Riscos aos direitos trabalhistas crescem com a pejotização no Brasil
Movimento sindical deve se mobilizar contra retrocessos na Justiça do Trabalho

O aumento da pejotização coloca em risco conquistas históricas dos direitos trabalhistas no Brasil, exigindo uma mobilização urgente de diferentes setores da sociedade para sua defesa.
Um legado de lutas
As vitórias para os direitos dos trabalhadores resultam de intensas batalhas ao longo das décadas. Na Revolução Industrial, operários enfrentaram jornadas de trabalho exaustivas e perigosas, lutando por dignidade e melhores condições. O Dia do Trabalhador recorda os mártires de Chicago, um grupo de trabalhadores assassinados em 1886 que exigiam a jornada de oito horas.

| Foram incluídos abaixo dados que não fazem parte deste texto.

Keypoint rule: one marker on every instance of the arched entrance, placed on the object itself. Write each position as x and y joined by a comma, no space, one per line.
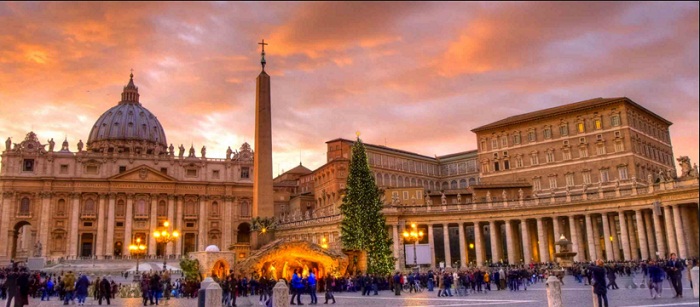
23,240
279,259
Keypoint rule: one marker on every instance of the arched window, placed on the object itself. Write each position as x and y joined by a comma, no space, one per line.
190,208
120,208
244,233
61,207
214,208
89,207
162,209
24,207
245,208
141,207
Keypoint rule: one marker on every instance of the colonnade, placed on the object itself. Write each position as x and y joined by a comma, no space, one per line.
624,234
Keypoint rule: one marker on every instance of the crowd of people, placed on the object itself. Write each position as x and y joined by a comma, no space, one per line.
17,284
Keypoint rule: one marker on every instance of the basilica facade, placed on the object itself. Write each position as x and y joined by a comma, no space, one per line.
599,172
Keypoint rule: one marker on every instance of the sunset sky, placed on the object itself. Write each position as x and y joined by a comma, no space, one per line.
413,76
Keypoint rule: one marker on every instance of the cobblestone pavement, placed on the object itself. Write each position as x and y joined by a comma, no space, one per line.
574,294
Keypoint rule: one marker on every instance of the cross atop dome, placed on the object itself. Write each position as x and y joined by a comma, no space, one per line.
131,92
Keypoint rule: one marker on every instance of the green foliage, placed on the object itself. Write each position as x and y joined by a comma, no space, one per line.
364,226
190,267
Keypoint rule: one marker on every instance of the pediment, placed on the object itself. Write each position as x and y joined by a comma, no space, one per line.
143,173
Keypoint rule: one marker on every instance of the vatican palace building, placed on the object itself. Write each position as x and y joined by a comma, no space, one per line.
600,172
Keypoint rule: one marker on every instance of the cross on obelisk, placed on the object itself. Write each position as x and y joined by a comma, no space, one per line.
262,60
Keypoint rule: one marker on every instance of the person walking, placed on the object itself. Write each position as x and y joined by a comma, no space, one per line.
674,269
81,289
312,288
297,287
656,278
599,286
68,287
330,285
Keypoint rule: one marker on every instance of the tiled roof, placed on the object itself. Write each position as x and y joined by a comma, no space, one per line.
567,108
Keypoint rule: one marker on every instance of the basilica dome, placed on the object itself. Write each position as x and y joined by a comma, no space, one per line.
128,127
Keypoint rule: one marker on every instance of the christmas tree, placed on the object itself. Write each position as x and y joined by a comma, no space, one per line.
364,227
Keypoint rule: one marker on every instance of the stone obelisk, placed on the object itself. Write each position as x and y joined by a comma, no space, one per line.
262,163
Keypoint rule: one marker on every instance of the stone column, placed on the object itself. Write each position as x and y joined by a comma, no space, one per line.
553,286
627,254
153,225
510,244
680,236
171,216
395,237
478,244
109,245
670,231
128,224
202,223
99,245
446,235
74,221
609,254
589,237
557,233
527,255
44,226
5,207
659,232
649,231
228,216
431,243
542,238
634,254
462,247
495,246
641,234
180,225
573,229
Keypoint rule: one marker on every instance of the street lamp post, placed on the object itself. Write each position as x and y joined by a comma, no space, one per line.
162,235
413,235
137,249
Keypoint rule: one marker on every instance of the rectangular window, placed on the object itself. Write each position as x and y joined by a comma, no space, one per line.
536,184
91,169
547,133
615,120
564,130
600,149
550,157
566,155
583,152
604,177
619,147
587,177
28,165
622,172
531,137
570,180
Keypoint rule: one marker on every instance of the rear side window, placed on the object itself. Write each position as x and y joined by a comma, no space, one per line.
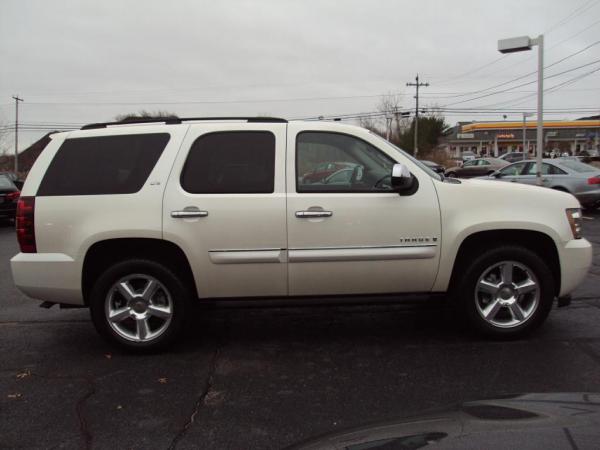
103,164
241,162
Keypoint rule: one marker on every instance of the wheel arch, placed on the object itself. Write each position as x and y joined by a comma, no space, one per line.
103,254
536,241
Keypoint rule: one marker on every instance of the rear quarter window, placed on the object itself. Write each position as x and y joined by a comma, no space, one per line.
103,164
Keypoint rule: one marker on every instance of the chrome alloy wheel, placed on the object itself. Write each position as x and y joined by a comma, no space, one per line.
139,308
507,294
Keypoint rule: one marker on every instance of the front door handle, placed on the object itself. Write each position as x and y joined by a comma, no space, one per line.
188,213
313,214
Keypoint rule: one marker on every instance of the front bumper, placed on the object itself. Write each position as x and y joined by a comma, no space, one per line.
52,277
575,261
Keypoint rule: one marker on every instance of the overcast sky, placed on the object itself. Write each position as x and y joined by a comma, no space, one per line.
76,62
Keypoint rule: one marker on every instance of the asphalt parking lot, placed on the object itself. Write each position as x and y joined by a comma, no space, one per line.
267,378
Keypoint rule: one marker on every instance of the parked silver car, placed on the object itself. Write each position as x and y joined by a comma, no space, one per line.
581,180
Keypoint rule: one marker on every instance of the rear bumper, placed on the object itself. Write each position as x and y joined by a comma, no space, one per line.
575,261
52,277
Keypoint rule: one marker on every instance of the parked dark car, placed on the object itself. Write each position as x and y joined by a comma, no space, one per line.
563,174
511,157
476,168
437,168
9,196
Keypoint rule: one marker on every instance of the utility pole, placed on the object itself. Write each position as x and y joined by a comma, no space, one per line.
417,85
17,100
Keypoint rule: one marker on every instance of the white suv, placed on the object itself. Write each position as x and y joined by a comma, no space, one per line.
139,221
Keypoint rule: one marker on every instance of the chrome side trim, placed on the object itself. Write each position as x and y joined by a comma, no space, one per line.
362,253
251,256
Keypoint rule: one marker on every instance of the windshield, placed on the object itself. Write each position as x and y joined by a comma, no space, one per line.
5,182
426,169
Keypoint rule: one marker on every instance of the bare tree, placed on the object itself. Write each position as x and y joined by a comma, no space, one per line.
389,121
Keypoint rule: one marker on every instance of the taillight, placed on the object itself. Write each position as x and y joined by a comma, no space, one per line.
26,224
594,180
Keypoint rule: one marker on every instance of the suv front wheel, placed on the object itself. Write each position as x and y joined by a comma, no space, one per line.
139,305
506,292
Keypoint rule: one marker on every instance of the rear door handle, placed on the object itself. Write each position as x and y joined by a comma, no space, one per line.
188,214
313,214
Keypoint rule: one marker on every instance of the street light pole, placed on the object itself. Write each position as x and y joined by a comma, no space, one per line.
17,100
540,129
519,44
525,147
417,85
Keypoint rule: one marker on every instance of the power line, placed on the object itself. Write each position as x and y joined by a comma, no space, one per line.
523,84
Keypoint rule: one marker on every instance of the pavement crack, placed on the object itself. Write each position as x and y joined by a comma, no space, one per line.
201,396
585,348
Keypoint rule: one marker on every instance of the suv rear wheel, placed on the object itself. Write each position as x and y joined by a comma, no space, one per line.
506,292
139,305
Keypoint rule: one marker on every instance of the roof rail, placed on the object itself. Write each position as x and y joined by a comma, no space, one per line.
178,120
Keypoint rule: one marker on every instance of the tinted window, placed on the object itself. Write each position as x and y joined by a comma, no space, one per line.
547,169
351,164
6,183
579,166
103,164
233,162
513,169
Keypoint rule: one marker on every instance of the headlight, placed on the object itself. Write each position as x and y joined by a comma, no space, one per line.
574,216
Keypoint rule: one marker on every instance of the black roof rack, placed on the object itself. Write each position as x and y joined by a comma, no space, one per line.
178,120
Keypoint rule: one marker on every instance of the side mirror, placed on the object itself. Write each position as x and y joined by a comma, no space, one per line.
402,180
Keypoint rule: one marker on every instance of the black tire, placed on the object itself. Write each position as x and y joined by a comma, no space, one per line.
466,298
176,290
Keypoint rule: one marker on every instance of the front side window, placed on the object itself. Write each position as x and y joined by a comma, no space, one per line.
99,165
231,162
335,162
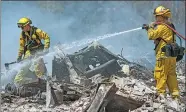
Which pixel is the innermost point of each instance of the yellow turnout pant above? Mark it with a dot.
(165, 74)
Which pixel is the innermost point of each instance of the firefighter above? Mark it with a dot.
(165, 67)
(29, 44)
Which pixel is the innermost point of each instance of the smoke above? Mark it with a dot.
(68, 21)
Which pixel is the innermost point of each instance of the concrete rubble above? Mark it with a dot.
(92, 80)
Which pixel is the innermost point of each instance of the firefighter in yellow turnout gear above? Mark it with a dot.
(30, 44)
(165, 68)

✨ A jornada de oito horas foi adotada pela OIT em 1919, refletindo as lutas anteriores.
No Brasil, a CLT e outras normas protegeram os direitos trabalhistas, frutos de esforços contínuos de gerações que almejavam condições mais justas. A Constituição de 1988 reforça esse progresso ao valorizar tanto o trabalho quanto a livre iniciativa, buscando equilíbrio nas relações entre capital e trabalho.
Desafios contemporâneos
Atualmente, a Justiça do Trabalho enfrenta ameaças pela deslegitimação de sua competência para julgar casos relacionados à pejotização, um esquema que permite que empresas contratem trabalhadores por meio de Pessoas Jurídicas, mesmo frente a condições que caracterizam a relação de emprego convencional.
O que é pejotização?
A pejotização envolve a contratação de trabalhadores como pessoas jurídicas, evitando obrigações legais e direitos trabalhistas, o que afeta negativamente a segurança do emprego.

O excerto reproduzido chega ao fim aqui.